Ganz im Gegenteil muss betont werden, dass die Weimarer Demokratie nur aufgrund der Bedingung der Revolution von 1918 denkbar geworden ist. An dieser Revolution, die vom Kieler Matrosenaufstand ausgelöst wurde, beteiligten sich maßgeblich auch KommunistInnen und AnarchistInnen. Rosa Luxemburg und Karl Liebknecht, die GründerInnen des kommunistischen Spartakusbundes, sind dabei als prominenteste Opfer der Konterrevolution durch Reichswehr und Freikorps aufzufassen. Bei ihrer Ermordung spielten auch die Sozialdemokratie und ihr führender Kopf Friedrich Ebert eine bittere Rolle, als sie den Reichswehrminister Gustav Noske damit beauftragten, die Freikorps und die Reichswehr zur Aufstandsbekämpfung nach Berlin zu ordern. All dies taucht in der durch die Folie der Extremismusformel zurechtgestutzten Deutung nicht mehr auf – kann nicht mehr auftauchen.
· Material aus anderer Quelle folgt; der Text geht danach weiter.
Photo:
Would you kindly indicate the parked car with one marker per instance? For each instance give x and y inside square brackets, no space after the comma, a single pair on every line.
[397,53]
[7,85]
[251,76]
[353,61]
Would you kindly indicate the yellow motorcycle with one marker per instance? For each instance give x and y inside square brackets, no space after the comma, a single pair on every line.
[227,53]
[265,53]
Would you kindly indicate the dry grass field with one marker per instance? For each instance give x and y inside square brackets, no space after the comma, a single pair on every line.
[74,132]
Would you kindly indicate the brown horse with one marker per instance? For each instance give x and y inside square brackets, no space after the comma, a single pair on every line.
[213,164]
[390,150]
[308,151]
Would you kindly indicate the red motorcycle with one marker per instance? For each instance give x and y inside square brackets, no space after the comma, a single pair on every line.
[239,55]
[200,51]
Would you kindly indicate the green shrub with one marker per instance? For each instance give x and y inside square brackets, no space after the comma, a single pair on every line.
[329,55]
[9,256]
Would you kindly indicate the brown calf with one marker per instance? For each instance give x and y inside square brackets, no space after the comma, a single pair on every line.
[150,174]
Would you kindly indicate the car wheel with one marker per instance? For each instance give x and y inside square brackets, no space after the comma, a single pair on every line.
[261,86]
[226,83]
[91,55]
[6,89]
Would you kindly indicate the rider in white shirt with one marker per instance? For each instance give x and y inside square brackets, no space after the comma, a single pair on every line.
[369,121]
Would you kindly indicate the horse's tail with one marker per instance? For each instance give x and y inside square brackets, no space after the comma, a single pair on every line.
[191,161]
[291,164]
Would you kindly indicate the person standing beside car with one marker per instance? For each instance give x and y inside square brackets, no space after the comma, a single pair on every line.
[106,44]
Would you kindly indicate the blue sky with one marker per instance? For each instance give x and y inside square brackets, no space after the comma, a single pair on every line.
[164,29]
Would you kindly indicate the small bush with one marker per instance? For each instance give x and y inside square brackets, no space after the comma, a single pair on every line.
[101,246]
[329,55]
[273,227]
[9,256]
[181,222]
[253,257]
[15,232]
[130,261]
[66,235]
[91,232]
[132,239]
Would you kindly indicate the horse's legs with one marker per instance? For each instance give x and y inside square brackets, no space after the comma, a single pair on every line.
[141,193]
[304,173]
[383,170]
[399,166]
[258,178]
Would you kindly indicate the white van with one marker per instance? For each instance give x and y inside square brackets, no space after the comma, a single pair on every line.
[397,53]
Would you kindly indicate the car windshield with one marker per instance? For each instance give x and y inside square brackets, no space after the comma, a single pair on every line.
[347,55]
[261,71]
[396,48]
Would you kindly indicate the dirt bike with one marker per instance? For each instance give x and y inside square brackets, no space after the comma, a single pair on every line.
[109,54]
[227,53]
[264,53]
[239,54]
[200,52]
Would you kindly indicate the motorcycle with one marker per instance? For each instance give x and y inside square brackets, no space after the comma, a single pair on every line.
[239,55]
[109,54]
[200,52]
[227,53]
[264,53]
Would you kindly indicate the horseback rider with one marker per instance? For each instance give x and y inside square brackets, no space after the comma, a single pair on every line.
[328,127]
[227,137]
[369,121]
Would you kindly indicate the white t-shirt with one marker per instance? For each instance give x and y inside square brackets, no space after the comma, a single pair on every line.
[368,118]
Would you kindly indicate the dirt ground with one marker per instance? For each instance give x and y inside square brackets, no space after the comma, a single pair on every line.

Doch nicht nur mit Blick auf das Scheitern von Weimar, sondern auch mit Blick auf das Gedenken an die Opfer des Nationalsozialismus: Jüdinnen und Juden, Sinti und Sintize, Roma und Romnija, die Opfer der NS-Eugenik, sowie politisch Verfolgte, wie KommunistInnen, AnarchistInnen, SozialdemokratInnen und oppositionelle GewerkschafterInnen, zeitigt die Extremismusformel schwerwiegende Folgen. Denn implizit wird auch von der Shoah und vom Vernichtungskrieg und in letzter Instanz auch von den Opfern der nationalsozialistischen Herrschaft abstrahiert: Auf die Ursachen für das Leid kann nicht mehr reflektiert werden. Insofern versperrt das Gerede vom „Extremismus“ die Möglichkeit eines auf Empathie und Differenzierung beruhenden Gedenkens: Wenn Gedenken nicht zugleich auch kritische Reflexion auf die gesellschaftlichen Verhältnisse und Ursachen des Leids ist, wird es zur leeren Floskel.
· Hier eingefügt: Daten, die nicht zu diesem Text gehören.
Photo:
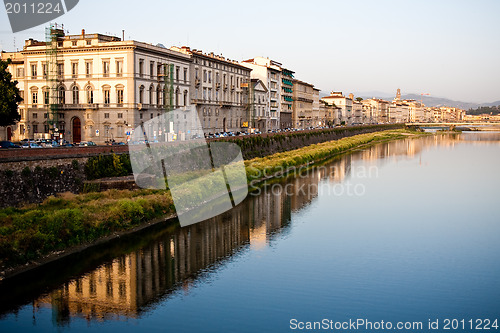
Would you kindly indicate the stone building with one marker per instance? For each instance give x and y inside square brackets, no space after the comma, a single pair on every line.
[105,87]
[344,103]
[16,68]
[218,91]
[259,113]
[303,94]
[270,73]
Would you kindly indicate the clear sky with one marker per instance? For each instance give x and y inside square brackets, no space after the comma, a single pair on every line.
[448,48]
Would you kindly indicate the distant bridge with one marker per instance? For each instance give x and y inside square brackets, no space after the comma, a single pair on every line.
[472,124]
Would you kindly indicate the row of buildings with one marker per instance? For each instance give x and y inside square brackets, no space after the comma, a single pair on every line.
[94,87]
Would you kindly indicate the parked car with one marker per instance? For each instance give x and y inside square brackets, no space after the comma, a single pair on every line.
[31,145]
[8,144]
[87,144]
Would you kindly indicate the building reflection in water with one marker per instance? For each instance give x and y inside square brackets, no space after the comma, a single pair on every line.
[129,284]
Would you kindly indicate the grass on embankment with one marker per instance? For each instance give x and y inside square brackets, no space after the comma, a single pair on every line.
[29,232]
[257,168]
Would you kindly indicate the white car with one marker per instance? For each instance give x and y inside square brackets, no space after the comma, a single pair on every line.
[30,145]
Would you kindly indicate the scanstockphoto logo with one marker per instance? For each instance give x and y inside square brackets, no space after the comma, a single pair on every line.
[28,14]
[205,179]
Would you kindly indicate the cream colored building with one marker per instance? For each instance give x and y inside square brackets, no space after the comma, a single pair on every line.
[218,91]
[259,113]
[316,114]
[16,68]
[270,73]
[344,103]
[287,89]
[303,99]
[105,87]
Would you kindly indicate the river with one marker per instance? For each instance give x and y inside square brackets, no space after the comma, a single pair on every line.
[401,232]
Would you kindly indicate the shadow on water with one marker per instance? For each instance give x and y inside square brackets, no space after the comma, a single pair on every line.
[129,275]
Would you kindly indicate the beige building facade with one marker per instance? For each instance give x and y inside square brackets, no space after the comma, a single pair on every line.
[219,91]
[303,100]
[106,87]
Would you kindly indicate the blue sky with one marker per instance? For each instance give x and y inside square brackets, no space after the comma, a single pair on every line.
[445,48]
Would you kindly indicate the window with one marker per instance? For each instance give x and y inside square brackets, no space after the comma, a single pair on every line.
[90,95]
[76,95]
[141,94]
[119,68]
[105,68]
[74,70]
[106,97]
[119,96]
[33,71]
[60,69]
[61,95]
[88,68]
[141,67]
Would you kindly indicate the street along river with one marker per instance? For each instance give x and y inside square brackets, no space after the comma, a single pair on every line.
[401,232]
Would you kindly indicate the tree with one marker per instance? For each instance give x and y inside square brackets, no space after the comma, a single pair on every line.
[9,96]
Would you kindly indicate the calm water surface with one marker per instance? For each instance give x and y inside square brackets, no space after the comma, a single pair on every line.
[405,231]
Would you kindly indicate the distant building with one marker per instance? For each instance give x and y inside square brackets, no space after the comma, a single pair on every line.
[259,103]
[104,87]
[316,109]
[303,99]
[344,103]
[287,91]
[217,91]
[270,73]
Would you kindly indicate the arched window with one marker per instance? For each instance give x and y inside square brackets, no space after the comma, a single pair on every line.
[141,94]
[90,95]
[76,95]
[106,91]
[61,98]
[158,96]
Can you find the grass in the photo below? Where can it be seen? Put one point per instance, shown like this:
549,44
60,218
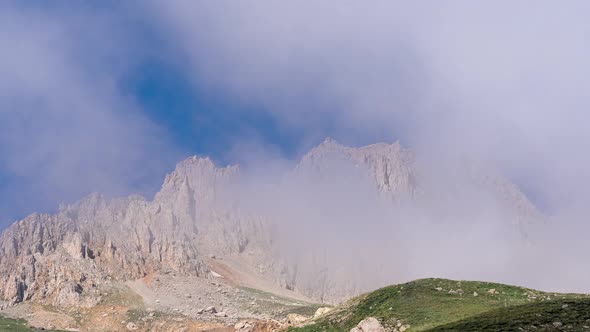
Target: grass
16,325
571,315
432,303
280,306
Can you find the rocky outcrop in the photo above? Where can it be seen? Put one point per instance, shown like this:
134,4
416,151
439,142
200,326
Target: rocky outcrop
63,259
370,324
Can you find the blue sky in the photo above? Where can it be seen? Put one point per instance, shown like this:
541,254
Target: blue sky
108,97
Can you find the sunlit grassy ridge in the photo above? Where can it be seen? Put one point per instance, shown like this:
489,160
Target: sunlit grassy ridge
15,325
428,303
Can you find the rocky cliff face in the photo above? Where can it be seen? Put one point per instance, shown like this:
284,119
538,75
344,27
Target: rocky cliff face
63,259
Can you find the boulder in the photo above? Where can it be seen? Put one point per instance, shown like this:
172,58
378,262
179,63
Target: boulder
369,324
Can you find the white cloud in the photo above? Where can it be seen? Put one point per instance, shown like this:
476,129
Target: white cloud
66,129
506,81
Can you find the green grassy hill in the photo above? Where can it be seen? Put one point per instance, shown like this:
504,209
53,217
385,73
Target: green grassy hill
447,305
16,325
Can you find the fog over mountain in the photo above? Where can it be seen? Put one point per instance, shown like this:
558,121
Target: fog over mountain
488,178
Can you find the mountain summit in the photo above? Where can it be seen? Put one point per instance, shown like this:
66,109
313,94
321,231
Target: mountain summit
201,212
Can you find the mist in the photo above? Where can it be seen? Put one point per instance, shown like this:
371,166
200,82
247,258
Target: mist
501,84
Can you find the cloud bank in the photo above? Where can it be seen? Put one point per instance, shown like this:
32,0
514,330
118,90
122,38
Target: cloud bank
502,81
66,128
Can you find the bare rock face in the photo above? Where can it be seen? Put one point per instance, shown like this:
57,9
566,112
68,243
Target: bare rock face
63,259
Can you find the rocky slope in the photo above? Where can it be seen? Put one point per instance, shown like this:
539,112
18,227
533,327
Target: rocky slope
63,259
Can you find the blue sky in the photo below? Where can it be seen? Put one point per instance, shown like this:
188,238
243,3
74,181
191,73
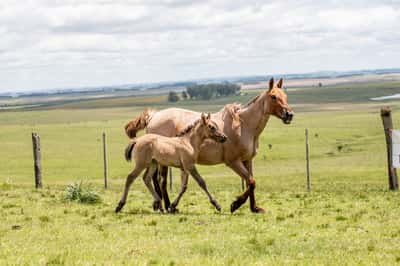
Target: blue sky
57,44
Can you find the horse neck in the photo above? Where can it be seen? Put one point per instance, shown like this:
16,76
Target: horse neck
253,117
196,137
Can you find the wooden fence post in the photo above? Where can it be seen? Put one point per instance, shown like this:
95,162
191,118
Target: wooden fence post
37,157
105,160
387,127
170,178
308,162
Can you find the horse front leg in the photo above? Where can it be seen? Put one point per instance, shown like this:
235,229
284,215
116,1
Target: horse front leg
129,180
184,181
202,183
147,180
253,207
239,168
156,183
164,192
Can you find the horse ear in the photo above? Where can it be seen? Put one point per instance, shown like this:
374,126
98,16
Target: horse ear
279,85
203,118
271,84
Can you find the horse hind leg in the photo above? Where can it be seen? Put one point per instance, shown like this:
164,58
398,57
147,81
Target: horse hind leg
129,180
156,183
163,170
147,178
202,183
241,170
184,181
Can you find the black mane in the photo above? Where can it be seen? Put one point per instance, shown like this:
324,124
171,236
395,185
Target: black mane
188,128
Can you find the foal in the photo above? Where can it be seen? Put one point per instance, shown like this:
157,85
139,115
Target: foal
180,152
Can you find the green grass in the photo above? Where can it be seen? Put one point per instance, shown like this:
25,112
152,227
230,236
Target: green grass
350,217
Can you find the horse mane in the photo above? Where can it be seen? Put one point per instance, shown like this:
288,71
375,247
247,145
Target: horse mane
138,123
252,101
188,129
232,110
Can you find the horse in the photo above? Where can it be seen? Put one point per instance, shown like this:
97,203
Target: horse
181,152
241,124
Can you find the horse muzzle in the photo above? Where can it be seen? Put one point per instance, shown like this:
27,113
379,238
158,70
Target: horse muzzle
222,138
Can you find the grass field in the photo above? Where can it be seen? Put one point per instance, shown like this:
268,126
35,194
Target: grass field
350,217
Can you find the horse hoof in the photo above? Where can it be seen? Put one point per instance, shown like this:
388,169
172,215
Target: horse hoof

Gefahr eines nationalistischen und antikommunistischen Gedenknarrativs
Die Extremismusformel stammt historisch betrachtet aus dem antikommunistischen Repertoire des deutschen Inlandsgeheimdienstes Verfassungsschutz und erlebt seitdem auch auf der internationalen Bühne eine fulminante Konjunktur. Der Verfassungsschutz wurde nach der militärischen Zerschlagung des Nationalsozialismus und mit der Gründung der Bundesrepublik Deutschland 1949/1950 aus der Taufe gehoben. In ihm fanden prominente ehemalige Mitglieder der NSDAP und berüchtigte Kommunistenjäger eine neue politische Heimat. Die Doktrin der Totalitarismustheorie wandelte sich Mitte/Ende der 80er Jahre in die Extremismusformel, die sich mit der Auflösung der DDR in die BRD 1989 endgültig durchgesetzt hatte. Heute ist sie aus dem deutschen politischen Diskurs nicht mehr wegzudenken, wenn beispielsweise von den „beiden deutschen Diktaturen“ gesprochen wird oder die von Kristina Schröder (CDU) im Jahr 2011 eingeführte Extremismusklausel in abgeschwächter Form nach wie vor Bestandteil der Förderrichtlinien von Bund und Ländern für Projekte gegen Rechts ist. Diese abstrahierende Abgrenzung von Nationalsozialismus und DDR stellt eines der zentralen identitätsstiftenden Momente der BRD dar. Mit der Extremismusformel hat jede_r ein Instrument an der Hand, sich deutsch fühlen zu können, ohne Schuld oder Scham empfinden zu müssen: Sie dient den stolzen Deutschen der Selbstvergewisserung als DemokratInnen.3 Insofern hat sich in der Bundesrepublik Deutschland ein nationalistisches Narrativ vom rechten Flügel der CSU bis in Teile der SPD hinein durchgesetzt, dessen Auswirkungen im vergangenen Jahr allzu gut sichtbar waren: Das Gedenken an die Reichspogromnacht ist weitgehend vom Jubel zum Fest der Einheit verdrängt worden.
Schluss
Aus der Reflexion über den Nationalsozialismus und dessen Nachwirkungen folgt für uns, dass es so etwas wie eine „gute Mitte“ nicht gibt, und dass faschistische und nationalsozialistische Ideologien konsequent bekämpft werden müssen, damit „Auschwitz nicht sich wiederhole, nichts Ähnliches geschehe“ (Adorno). Nur wenn wir immer wieder versuchen, den Blick auf die Geschichte zu richten und uns immer wieder um eine differenzierte Analyse des Nationalsozialismus bemühen, eröffnen sich die Möglichkeiten, der Opfer des Nationalsozialismus zu gedenken, ohne sie für die antikommunistische und nationalistische Programmatik neuer deutscher Gedenkdiskurse zu instrumentalisieren.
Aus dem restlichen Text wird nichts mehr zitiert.